In The Traditional Cat Association v. Gilbreath, 118 Cal.App.4th 392 (2004), the plaintiffs sued the defendants for defamation, based on Web site statements which were highly critical of plaintiffs. The 4th District Court of Appeal found that the anti-SLAPP law applied, because, given the controversy surrounding the parties' dispute and its evident notoriety in the cat breeding community, the Web site statements concerned matters of public interest in the cat breeding community.

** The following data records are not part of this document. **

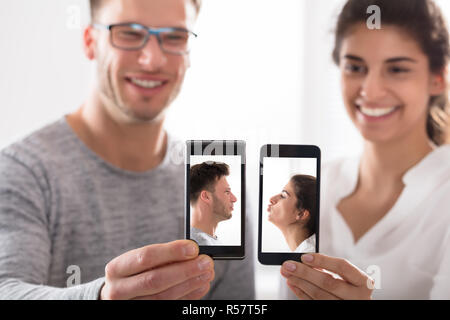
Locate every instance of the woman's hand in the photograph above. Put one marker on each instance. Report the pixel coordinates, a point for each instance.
(310, 279)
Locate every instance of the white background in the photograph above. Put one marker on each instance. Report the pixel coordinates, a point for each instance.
(264, 66)
(277, 173)
(228, 231)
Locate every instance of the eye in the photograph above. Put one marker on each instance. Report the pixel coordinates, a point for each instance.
(352, 68)
(398, 70)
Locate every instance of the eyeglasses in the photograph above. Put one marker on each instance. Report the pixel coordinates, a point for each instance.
(134, 36)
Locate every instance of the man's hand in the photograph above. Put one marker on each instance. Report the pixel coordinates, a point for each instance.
(171, 270)
(310, 279)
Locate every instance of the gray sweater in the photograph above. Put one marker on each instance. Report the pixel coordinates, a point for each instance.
(65, 213)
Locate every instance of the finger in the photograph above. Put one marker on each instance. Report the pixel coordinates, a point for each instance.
(298, 292)
(183, 289)
(197, 294)
(325, 281)
(149, 257)
(310, 290)
(341, 267)
(161, 279)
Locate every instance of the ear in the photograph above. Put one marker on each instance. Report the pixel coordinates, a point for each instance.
(438, 83)
(204, 196)
(302, 216)
(89, 42)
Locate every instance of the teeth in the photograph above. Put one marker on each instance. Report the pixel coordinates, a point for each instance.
(146, 83)
(376, 112)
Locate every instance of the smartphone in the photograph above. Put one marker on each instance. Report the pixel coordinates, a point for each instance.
(289, 198)
(215, 197)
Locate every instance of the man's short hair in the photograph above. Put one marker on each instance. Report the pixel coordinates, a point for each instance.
(95, 6)
(203, 176)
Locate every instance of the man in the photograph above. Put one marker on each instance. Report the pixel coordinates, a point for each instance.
(211, 200)
(99, 184)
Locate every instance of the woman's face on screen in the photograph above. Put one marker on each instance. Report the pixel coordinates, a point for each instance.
(282, 207)
(386, 82)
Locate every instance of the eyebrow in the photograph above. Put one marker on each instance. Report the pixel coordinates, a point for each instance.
(390, 60)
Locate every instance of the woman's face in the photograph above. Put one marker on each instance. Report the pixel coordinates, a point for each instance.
(386, 83)
(282, 209)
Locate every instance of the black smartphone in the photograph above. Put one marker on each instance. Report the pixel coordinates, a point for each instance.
(215, 197)
(289, 198)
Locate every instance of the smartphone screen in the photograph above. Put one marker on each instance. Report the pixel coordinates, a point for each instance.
(215, 197)
(289, 202)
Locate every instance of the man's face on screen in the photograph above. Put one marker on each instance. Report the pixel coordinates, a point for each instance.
(223, 200)
(138, 85)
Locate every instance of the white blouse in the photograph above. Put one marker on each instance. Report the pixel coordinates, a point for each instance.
(407, 252)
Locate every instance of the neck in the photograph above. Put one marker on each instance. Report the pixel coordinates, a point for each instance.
(130, 146)
(294, 235)
(202, 219)
(388, 162)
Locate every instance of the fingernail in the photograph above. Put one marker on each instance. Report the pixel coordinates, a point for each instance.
(190, 250)
(206, 276)
(204, 263)
(290, 266)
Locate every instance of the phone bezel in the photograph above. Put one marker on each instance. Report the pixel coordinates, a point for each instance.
(221, 147)
(285, 151)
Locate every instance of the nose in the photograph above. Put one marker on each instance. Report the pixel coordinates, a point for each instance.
(274, 199)
(151, 55)
(373, 87)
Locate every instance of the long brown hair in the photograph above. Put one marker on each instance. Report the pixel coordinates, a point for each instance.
(423, 20)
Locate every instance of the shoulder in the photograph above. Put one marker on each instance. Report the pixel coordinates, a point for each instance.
(42, 144)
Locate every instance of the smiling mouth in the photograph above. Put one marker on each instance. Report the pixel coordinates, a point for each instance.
(376, 112)
(146, 84)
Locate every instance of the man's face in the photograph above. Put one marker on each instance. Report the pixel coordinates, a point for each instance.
(223, 200)
(139, 85)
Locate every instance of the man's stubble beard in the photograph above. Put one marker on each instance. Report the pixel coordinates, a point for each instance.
(117, 108)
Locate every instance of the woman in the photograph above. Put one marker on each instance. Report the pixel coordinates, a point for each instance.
(293, 211)
(387, 213)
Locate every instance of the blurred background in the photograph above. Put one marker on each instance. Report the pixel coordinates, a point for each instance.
(261, 72)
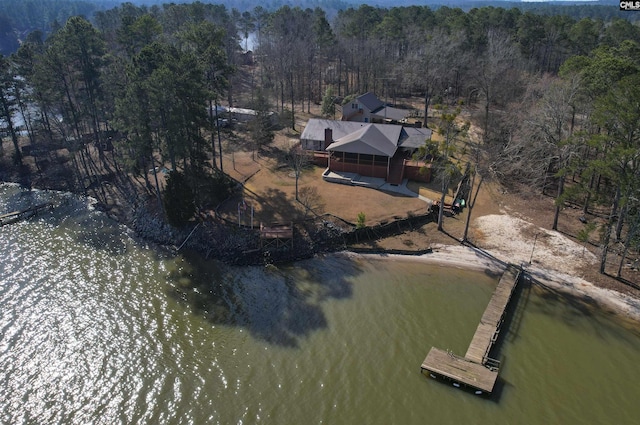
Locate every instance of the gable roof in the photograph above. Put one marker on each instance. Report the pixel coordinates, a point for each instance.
(314, 130)
(365, 138)
(369, 140)
(370, 101)
(413, 137)
(391, 113)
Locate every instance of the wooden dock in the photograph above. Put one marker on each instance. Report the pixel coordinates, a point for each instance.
(15, 216)
(476, 369)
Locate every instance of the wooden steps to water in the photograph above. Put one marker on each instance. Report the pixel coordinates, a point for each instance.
(476, 369)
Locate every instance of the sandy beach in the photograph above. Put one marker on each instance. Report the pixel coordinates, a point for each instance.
(549, 258)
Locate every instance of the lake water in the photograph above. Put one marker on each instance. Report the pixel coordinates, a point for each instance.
(95, 327)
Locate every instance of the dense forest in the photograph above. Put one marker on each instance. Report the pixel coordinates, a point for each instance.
(556, 99)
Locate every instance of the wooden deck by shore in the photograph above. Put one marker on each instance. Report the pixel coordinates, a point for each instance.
(15, 216)
(476, 370)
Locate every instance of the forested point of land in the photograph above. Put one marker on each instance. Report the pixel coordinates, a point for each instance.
(18, 18)
(115, 98)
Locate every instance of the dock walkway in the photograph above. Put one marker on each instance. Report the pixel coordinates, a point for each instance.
(476, 369)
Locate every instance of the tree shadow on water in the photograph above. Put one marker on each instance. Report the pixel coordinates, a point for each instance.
(279, 305)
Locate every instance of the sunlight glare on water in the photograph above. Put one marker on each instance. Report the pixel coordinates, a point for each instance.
(96, 328)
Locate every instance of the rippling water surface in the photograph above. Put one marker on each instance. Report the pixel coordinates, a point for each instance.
(97, 328)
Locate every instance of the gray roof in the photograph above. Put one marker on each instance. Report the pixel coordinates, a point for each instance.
(390, 113)
(373, 139)
(413, 138)
(370, 101)
(314, 130)
(366, 138)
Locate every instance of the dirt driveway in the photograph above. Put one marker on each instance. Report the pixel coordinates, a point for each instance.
(270, 189)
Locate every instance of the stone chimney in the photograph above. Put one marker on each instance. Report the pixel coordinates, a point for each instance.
(328, 138)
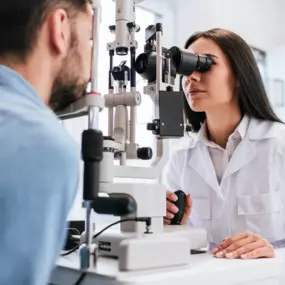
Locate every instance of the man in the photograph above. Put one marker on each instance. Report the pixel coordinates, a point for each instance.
(45, 59)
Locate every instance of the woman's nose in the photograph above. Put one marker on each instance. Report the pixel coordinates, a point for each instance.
(194, 76)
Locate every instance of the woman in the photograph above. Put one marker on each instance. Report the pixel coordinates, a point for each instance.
(232, 165)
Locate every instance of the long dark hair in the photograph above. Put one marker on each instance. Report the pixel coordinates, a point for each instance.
(253, 100)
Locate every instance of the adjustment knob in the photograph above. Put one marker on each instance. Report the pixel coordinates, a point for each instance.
(188, 128)
(144, 153)
(151, 127)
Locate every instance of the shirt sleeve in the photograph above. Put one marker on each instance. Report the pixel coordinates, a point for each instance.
(39, 180)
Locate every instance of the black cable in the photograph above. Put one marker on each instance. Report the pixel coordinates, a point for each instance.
(83, 275)
(80, 279)
(146, 220)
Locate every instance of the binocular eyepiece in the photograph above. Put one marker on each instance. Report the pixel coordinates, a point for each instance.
(182, 62)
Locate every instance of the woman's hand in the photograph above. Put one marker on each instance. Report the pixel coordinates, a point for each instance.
(245, 246)
(171, 209)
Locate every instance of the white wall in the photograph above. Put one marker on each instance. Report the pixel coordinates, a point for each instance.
(276, 70)
(260, 22)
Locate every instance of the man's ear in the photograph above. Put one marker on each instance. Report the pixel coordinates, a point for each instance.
(59, 31)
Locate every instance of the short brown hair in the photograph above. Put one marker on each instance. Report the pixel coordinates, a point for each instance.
(20, 21)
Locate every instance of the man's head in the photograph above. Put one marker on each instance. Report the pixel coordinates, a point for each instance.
(50, 39)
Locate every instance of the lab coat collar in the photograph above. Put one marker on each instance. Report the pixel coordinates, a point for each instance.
(239, 132)
(260, 130)
(249, 127)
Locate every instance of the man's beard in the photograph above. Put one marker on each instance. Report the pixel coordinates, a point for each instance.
(68, 86)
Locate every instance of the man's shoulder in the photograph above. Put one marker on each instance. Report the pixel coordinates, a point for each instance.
(37, 132)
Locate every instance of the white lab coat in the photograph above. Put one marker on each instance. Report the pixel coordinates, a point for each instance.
(251, 195)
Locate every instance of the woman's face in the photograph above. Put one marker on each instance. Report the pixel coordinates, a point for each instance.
(212, 89)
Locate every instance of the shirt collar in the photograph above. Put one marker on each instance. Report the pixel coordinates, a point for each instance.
(21, 87)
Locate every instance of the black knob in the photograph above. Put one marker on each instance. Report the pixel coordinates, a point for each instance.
(151, 127)
(188, 128)
(144, 153)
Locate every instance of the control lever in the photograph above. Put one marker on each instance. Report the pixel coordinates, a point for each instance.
(180, 204)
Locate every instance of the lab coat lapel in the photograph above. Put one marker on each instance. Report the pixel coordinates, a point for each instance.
(243, 155)
(200, 161)
(246, 150)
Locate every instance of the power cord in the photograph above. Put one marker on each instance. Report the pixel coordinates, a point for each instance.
(146, 220)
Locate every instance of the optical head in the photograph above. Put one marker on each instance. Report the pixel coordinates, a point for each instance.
(186, 62)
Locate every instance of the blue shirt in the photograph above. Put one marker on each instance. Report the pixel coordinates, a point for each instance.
(39, 169)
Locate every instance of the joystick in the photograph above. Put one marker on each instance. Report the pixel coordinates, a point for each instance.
(180, 204)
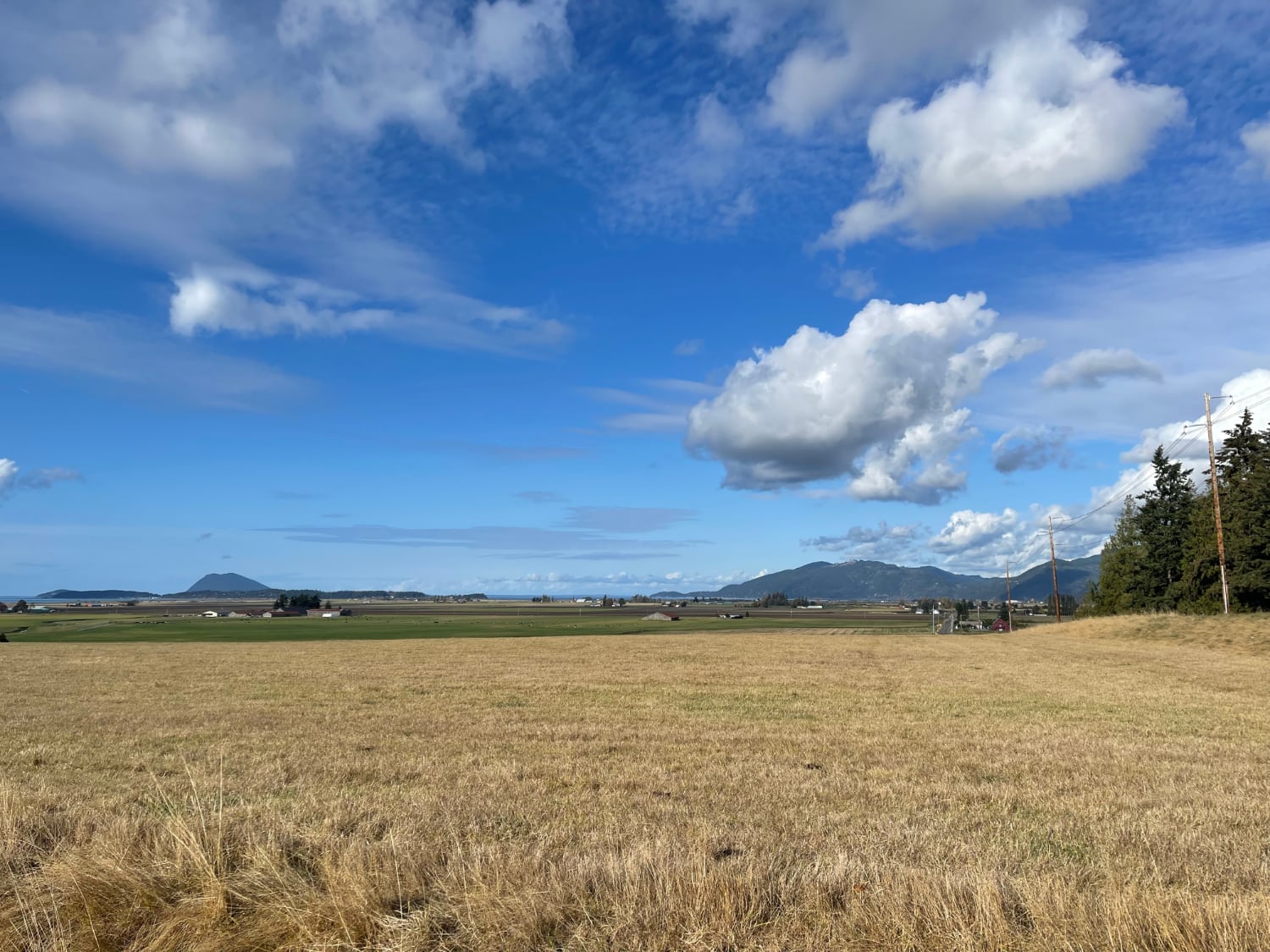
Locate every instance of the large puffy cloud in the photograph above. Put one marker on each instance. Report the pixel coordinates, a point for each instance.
(1256, 139)
(1091, 368)
(1046, 118)
(879, 403)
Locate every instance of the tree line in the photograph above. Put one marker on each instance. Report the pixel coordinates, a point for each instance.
(1162, 555)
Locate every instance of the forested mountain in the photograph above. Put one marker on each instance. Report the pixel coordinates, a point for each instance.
(868, 581)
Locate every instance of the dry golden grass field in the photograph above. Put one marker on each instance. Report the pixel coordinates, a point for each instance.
(1099, 786)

The court also held that defendant's anti-SLAPP motion should have been granted, based on the statute of limitations defense and the single-publication rule, because the plaintiff's complaint was filed more than one year after the challenged statements first appeared on the Web site. In so ruling, the court rejected the argument by the plaintiffs and the ruling by the trial court that only constitutional defenses could be considered in support of defendants' anti-SLAPP motion.
Finally, the California Supreme Court unanimously voted to grant review in Barrett v. Rosenthal, S122953, which raises the issue of whether those who repost the words of another on the Internet are immune from civil liability under Section 230 of the Communications Decency Act, 47 U.S.C. Section 230.
Mark Goldowitz, a sole practitioner in Berkeley, is the director of the California Anti-SLAPP Project, which co-sponsored the legislation leading to the enactment of Section 425.17. He is co-counsel in Barrett v. Rosenthal.